Segundo um artigo publicado pela revista científica “Science”, os homens têm 1,7 mais chances de morrerem por Covid-19 do que as mulheres, afirmou a dupla de pesquisadores Takehiro Takahashi, Akiko Iwasaki, autores do artigo “Sex differences in immune responses”, em português; “Diferenças sexuais nas respostas imunes”.

De acordo com os pesquisadores, as evidências indicam cada vez mais que o sexo masculino é um fator de risco para doenças mais graves e morte por COVID-19. A alta taxa de mortalidade entre homens foi observada na maioria dos países, mostrando um risco de morte maior para os homens do que para as mulheres.

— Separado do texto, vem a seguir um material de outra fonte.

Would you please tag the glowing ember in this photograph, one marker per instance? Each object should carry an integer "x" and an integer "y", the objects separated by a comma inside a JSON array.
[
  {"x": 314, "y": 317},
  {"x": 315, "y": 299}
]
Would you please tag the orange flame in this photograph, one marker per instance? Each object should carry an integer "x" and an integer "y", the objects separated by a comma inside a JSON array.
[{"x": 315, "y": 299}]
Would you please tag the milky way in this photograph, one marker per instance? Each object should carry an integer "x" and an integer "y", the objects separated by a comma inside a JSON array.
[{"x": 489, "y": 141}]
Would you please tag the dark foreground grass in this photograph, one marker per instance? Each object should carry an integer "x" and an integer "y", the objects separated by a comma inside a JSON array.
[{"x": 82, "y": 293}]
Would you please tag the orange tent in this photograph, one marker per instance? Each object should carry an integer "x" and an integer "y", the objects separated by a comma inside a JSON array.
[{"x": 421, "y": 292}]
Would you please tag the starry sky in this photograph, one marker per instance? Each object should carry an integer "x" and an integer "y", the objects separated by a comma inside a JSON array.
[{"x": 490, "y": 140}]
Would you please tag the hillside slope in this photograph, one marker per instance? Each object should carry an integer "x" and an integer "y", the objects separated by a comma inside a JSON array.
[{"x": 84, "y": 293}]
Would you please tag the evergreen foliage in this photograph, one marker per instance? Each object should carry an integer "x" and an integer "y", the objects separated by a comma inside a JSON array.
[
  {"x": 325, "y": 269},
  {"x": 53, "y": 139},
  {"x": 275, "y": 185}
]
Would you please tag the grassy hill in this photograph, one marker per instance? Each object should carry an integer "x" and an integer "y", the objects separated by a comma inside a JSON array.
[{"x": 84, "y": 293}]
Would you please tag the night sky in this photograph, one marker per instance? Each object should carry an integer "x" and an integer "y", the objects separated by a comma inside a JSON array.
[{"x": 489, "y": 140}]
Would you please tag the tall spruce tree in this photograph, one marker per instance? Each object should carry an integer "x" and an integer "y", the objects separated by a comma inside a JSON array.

Outros fatores como o envelhecimento também estão associados à uma taxa maior no risco de morte em ambos os sexos, mas na faixa etária acima de 30 anos, os homens têm um risco  maior de mortalidade, assim como os homens mais velhos. 

O artigo também relata que as questões sociais e fatores comportamentais estão atrelados à incidência e os resultados da COVID-19. Segundo os autores do artigo, é importante que os estudos de pacientes da COVID-19 informem os resultados de forma desagregada por sexo: “Não apenas para elucidar a patogênese diferencial da doença, mas também para permitir uma compreensão mais profunda desta doença e o eventual desenvolvimento de melhores estratégias de tratamento e prevenção. Deve ser prática comum coletar e relatar dados desagregados por sexo para isto e para todos os estudos de doenças infecciosas e vacinas no futuro”.